La Nef – Pourriez-vous présenter l’Initiative Neuer Anfang ?
Birgit Kelle – L’Initiative Neuer Anfang a été constituée au printemps 2021 par un petit groupe de théologiens et de catholiques profondément préoccupés par la situation de l’Église catholique en Allemagne. La mission originelle de l’initiative était de contribuer à la clarification et à la correction des questions en débat dans le cadre du Chemin synodal, avec une attention particulière portée à l’anthropologie et à l’éthique. Mais un autre objectif s’imposait avec évidence : celui d’agir pour l’Église et la conservation de son unité, menacées aujourd’hui par les demandes de réforme émanant des activistes du Chemin synodal.
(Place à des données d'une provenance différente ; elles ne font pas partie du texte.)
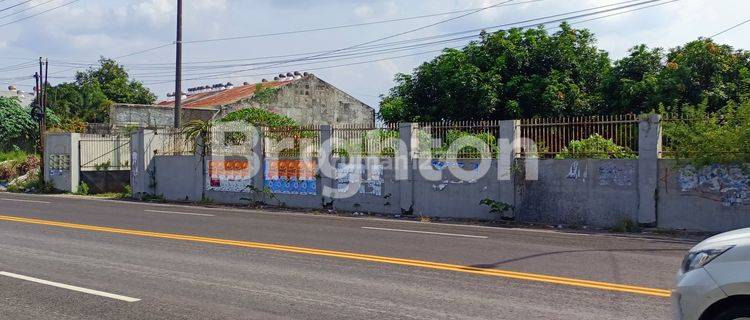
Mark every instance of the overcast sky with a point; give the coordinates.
(86, 29)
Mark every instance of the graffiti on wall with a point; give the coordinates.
(291, 177)
(612, 175)
(726, 184)
(228, 175)
(575, 172)
(369, 178)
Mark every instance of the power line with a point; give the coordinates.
(220, 75)
(263, 35)
(730, 29)
(26, 9)
(565, 17)
(410, 31)
(15, 5)
(39, 13)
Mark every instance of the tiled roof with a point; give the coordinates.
(224, 97)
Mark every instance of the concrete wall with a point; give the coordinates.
(179, 178)
(598, 193)
(716, 198)
(447, 196)
(61, 156)
(153, 116)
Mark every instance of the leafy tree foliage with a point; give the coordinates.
(595, 147)
(18, 131)
(531, 73)
(708, 138)
(260, 118)
(94, 90)
(508, 74)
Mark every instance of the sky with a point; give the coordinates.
(77, 33)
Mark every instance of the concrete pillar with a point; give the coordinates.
(142, 145)
(406, 164)
(509, 142)
(649, 149)
(258, 149)
(327, 168)
(61, 157)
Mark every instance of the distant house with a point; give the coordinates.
(304, 98)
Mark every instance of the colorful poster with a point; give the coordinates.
(229, 175)
(291, 177)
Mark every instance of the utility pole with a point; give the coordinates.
(178, 70)
(43, 122)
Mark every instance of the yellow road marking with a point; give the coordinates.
(356, 256)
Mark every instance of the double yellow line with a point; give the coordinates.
(355, 256)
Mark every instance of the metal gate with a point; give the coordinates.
(104, 162)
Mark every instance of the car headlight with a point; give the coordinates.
(699, 259)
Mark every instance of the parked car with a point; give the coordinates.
(714, 280)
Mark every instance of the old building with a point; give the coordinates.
(302, 97)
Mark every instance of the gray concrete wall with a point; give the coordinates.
(179, 178)
(379, 192)
(716, 198)
(580, 192)
(450, 197)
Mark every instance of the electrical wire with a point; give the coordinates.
(39, 13)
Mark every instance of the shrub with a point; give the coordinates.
(704, 139)
(595, 147)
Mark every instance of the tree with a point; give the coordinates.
(702, 71)
(18, 131)
(633, 82)
(507, 74)
(89, 97)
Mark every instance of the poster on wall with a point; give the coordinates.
(369, 178)
(229, 175)
(291, 177)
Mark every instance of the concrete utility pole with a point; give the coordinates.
(178, 70)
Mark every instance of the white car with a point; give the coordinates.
(714, 280)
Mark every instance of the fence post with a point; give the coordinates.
(61, 157)
(509, 140)
(649, 148)
(407, 133)
(141, 167)
(259, 150)
(326, 149)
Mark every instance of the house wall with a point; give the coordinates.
(309, 101)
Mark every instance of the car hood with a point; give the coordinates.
(732, 238)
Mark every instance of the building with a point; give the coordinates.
(302, 97)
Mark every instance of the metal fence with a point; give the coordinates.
(365, 141)
(548, 137)
(104, 152)
(295, 142)
(461, 140)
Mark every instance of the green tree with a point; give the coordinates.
(18, 131)
(702, 71)
(94, 90)
(507, 74)
(632, 84)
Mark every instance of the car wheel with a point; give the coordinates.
(735, 313)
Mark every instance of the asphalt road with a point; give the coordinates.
(180, 262)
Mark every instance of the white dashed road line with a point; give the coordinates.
(69, 287)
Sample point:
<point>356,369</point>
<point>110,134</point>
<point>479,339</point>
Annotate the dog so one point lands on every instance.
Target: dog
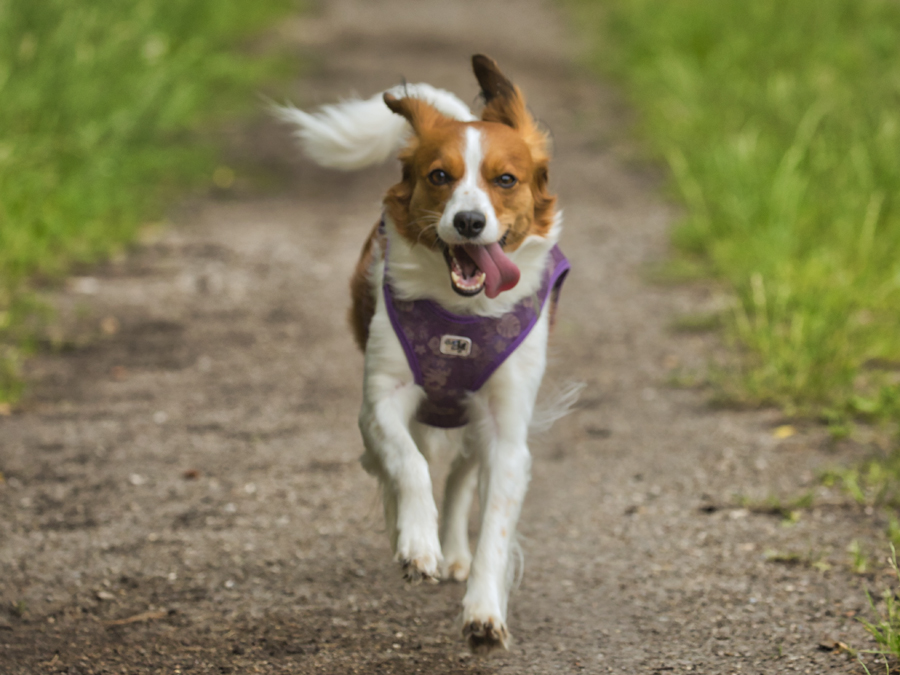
<point>453,299</point>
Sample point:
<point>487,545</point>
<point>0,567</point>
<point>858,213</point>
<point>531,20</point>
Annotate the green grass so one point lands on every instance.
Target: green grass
<point>780,124</point>
<point>106,113</point>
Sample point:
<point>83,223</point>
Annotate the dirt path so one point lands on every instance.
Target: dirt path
<point>184,495</point>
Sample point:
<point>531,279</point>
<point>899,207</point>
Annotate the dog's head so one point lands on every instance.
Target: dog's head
<point>474,190</point>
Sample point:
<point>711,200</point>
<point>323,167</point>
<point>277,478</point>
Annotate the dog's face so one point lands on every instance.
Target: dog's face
<point>474,190</point>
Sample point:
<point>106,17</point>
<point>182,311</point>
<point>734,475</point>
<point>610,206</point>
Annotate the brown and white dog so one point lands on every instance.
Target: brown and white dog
<point>470,228</point>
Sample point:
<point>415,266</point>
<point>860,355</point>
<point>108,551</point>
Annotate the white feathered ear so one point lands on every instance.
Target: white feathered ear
<point>357,133</point>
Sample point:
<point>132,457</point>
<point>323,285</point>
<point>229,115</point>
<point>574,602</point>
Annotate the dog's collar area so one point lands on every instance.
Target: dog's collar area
<point>452,355</point>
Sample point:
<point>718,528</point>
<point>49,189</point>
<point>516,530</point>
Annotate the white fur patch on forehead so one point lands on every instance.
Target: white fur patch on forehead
<point>469,195</point>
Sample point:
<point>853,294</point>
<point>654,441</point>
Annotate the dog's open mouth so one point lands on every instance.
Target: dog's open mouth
<point>476,268</point>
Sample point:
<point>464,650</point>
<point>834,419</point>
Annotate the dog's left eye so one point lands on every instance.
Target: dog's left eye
<point>439,177</point>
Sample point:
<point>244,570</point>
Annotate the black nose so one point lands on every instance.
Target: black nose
<point>469,223</point>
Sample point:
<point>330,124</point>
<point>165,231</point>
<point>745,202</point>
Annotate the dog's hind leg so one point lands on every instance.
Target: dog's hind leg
<point>458,494</point>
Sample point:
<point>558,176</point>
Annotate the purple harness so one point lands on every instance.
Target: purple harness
<point>451,355</point>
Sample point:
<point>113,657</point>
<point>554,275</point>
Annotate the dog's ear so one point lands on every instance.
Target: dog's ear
<point>420,114</point>
<point>505,104</point>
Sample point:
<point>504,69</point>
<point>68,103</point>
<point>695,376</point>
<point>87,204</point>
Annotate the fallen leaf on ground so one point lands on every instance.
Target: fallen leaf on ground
<point>143,617</point>
<point>109,325</point>
<point>784,431</point>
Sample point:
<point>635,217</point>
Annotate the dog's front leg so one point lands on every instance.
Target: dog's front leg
<point>391,453</point>
<point>501,414</point>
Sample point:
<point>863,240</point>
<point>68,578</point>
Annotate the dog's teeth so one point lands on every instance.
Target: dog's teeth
<point>475,282</point>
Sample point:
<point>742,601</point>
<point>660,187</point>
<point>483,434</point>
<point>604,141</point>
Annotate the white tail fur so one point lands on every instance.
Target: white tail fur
<point>356,133</point>
<point>555,405</point>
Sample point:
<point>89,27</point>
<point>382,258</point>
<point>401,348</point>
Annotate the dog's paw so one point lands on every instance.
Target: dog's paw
<point>486,635</point>
<point>420,569</point>
<point>420,559</point>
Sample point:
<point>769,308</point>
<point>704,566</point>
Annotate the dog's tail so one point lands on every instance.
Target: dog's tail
<point>356,133</point>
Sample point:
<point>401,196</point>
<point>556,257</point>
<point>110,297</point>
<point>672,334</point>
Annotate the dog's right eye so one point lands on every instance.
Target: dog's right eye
<point>439,177</point>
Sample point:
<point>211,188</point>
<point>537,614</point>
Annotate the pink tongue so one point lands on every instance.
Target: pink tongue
<point>500,272</point>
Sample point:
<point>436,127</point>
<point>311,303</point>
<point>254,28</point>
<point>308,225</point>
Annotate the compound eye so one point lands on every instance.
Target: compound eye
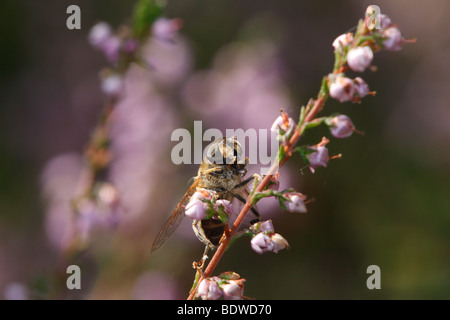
<point>224,151</point>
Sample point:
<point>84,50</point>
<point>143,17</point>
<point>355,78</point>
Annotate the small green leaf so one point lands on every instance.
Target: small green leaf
<point>145,13</point>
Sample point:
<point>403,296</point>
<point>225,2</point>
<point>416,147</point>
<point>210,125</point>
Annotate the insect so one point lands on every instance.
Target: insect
<point>221,171</point>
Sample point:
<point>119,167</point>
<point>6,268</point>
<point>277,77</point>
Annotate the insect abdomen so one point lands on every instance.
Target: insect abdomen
<point>213,230</point>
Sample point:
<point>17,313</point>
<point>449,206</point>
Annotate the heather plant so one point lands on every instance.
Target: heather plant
<point>101,195</point>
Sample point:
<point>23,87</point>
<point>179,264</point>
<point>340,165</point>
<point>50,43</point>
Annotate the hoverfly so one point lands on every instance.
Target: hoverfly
<point>221,171</point>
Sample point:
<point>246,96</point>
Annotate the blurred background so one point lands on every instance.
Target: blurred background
<point>234,64</point>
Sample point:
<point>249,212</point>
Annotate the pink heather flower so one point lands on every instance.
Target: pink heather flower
<point>319,158</point>
<point>359,58</point>
<point>102,38</point>
<point>341,126</point>
<point>385,21</point>
<point>165,29</point>
<point>342,89</point>
<point>112,85</point>
<point>279,243</point>
<point>361,89</point>
<point>110,48</point>
<point>226,205</point>
<point>261,243</point>
<point>130,46</point>
<point>274,183</point>
<point>283,123</point>
<point>208,289</point>
<point>296,202</point>
<point>268,242</point>
<point>343,40</point>
<point>196,209</point>
<point>99,33</point>
<point>266,226</point>
<point>233,290</point>
<point>393,39</point>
Enfin, un dernier souci était la défense du ministère épiscopal. C’est donc à l’initiative de deux théologiens, Bernhard Meuser et Martin Brüske, que s’est rassemblé un groupe de personnes très différentes, apportant une grande variété de charismes et de compétences.
Nous revendiquons d’être une voix des fidèles laïcs en Allemagne, car nous ne nous sentons pas représentés par les associations de laïcs organisées au sein du soi-disant Comité central des catholiques allemands (ZdK). Celui-ci est surtout composé de responsables associatifs dont les salaires sont payés par l’impôt d’Église, et qui prétendent parler au nom des « laïcs », alors que, dans le même temps, les vrais fidèles laïcs sont ignorés. Entre-temps, Neuer Anfang s’est imposé dans le débat et nous recevons de nombreuses demandes de médias catholiques, en particulier de l’étranger, mais aussi d’organisations catholiques et d’ecclésiastiques qui sont reconnaissants et soulagés à l’idée qu’il n’y ait pas que des catholiques progressistes en Allemagne.

La cinquième et dernière session du Chemin synodal s’est tenue à Francfort sur le Main du 9 au 11 mars. Quel bilan tirez-vous de cette session ?
Les forces progressistes du Chemin synodal ont globalement mené à bien leur programme. Cela était prévisible et ce n’est donc pas une surprise. En effet, dès le début, cette assemblée et sa composition ont été conçues de manière à écarter le risque que ceux qui s’opposent à des réformes de grande ampleur puissent disposer de la majorité. Cependant, les textes n’ont pu être adoptés qu’à l’issue de compromis. Et de nombreuses revendications ont dû être atténuées car, dans le cas contraire, elles n’auraient jamais pu voir le jour. En outre, un texte essentiel, qui devait contraindre les évêques à introduire des « conseils synodaux » (Synodaler Rat) dans leurs diocèses, n’a pu être voté et a été renvoyé pour examen ultérieur à l’organe permanent créé par le Chemin synodal, le Synodaler Ausschuss (le comité synodal). Car après que Rome a clairement fait savoir, d’abord par sa déclaration du 16 janvier 2023, ensuite par le nonce lors de l’assemblée plénière des évêques à Dresde, que personne n’avait le pouvoir d’introduire de tels conseils, un nombre important d’évêques ont renoncé à franchir la ligne rouge et à s’engager dans une confrontation directe avec le Vatican. Du reste, un tel comportement a été parfaitement perçu à Rome : manifestement, il faut adresser un message sans équivoque aux évêques allemands si on veut les faire réagir.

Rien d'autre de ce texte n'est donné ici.